Y como parte de ese intercambio también invitar a personas y organismos extranjeros con experiencias diversas en el mundo y en la región. Desde cocaleros bolivianos, autoridades colombianas y mexicanas, la DEA (Administración para el Control de Drogas) de Estados Unidos y autoridades de California y otros estados en los que la marihuana es legal, Naciones Unidas y sus diversas unidades, la Organización Mundial de la Salud (OMS) y la Organización Panamericana de la Salud (OPS), las experiencias de Países Bajos y sus políticas de “disminución del daño”, los expresidentes que han llamado a un cambio de paradigma en el tema drogas (Sanguinetti entre ellos), incluso a los salvadoreños con su experiencia bukelista.

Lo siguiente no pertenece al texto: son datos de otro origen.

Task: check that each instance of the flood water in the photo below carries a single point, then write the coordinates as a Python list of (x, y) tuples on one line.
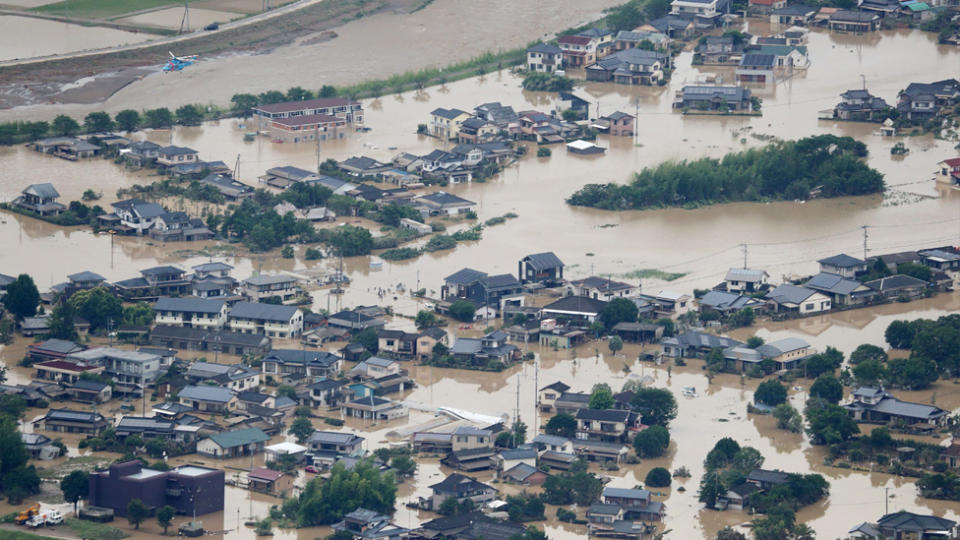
[(28, 37), (783, 238)]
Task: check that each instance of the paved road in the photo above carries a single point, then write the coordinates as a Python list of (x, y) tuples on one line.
[(299, 4)]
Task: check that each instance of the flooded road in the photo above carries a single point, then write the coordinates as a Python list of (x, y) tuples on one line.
[(783, 238), (27, 37)]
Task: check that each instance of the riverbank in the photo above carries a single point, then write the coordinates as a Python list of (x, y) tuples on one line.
[(377, 46)]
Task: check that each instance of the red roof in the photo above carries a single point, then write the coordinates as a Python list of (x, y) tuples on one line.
[(574, 40), (289, 106), (62, 364), (308, 119), (269, 475)]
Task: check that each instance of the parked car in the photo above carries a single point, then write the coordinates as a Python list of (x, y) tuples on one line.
[(54, 517)]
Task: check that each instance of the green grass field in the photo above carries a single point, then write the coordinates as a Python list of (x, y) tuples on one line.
[(101, 9)]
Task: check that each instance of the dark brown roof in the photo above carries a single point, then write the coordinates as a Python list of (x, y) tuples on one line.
[(289, 106)]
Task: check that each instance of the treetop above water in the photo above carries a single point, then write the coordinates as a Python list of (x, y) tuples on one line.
[(822, 165)]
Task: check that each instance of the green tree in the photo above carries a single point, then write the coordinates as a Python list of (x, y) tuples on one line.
[(867, 352), (828, 423), (652, 442), (403, 465), (722, 454), (658, 477), (158, 118), (65, 126), (711, 489), (601, 397), (350, 241), (869, 372), (98, 306), (425, 319), (562, 425), (727, 533), (165, 516), (97, 122), (615, 344), (139, 314), (743, 317), (618, 310), (364, 486), (899, 334), (770, 393), (656, 406), (368, 338), (22, 297), (462, 310), (189, 115), (243, 104), (286, 391), (301, 429), (788, 418), (828, 388), (127, 120), (299, 94), (914, 373), (75, 486), (61, 323), (137, 512), (36, 130)]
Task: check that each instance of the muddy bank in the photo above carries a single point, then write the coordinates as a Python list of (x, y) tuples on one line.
[(275, 53)]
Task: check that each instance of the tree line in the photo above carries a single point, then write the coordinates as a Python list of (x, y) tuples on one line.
[(826, 165)]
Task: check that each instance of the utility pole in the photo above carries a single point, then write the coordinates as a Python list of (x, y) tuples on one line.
[(866, 234)]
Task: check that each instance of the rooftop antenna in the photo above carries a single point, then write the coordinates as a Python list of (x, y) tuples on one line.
[(185, 21)]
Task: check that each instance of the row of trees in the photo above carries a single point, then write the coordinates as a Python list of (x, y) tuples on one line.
[(830, 165), (99, 122)]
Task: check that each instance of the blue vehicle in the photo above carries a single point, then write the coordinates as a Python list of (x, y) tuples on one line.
[(177, 63)]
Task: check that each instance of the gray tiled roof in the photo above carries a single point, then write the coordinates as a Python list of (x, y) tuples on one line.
[(258, 311), (188, 304)]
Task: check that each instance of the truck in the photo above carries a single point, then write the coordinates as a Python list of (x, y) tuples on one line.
[(26, 514), (54, 517)]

También a los chinos con su realidad tan marcada por las famosas guerras del opio en el siglo XIX, en las que los británicos, en vez de prohibir, impusieron la comercialización del opio en nombre de la “libertad de comercio”.

Uruguay tiene condiciones y antecedentes válidos para generar un diálogo nacional e internacional de este tipo, con el objetivo claro de valorar las experiencias y sus fundamentos que a lo largo del mundo se desarrollan, evaluar y diseñar alternativas que puedan ser más efectivas y menos dañinas en el consumo de drogas (sobre todo aquellas más dañinas, como la pasta base o el fentanilo), enfrentar el fortalecimiento perverso del poder económico de los narcotraficantes, la pérdida de vidas que el esquema actual produce, disminuir el encarcelamiento de jóvenes que terminan cursando “escuelas del crimen” en las cárceles y alimentando círculos cada vez más violentos.

El diálogo, el estudio profundo del tema y sus alternativas, la elaboración de propuestas alternativas, debería ser un factor de unión nacional, en vez de un mecanismo de alimentación de rencillas y acusaciones cruzadas sobre las culpas y los fracasos de los que casi todos somos parte en mayor o menor medida.

Gustavo Scaron fue presidente de la Comisión Especial de Defensa Nacional del Frente Amplio.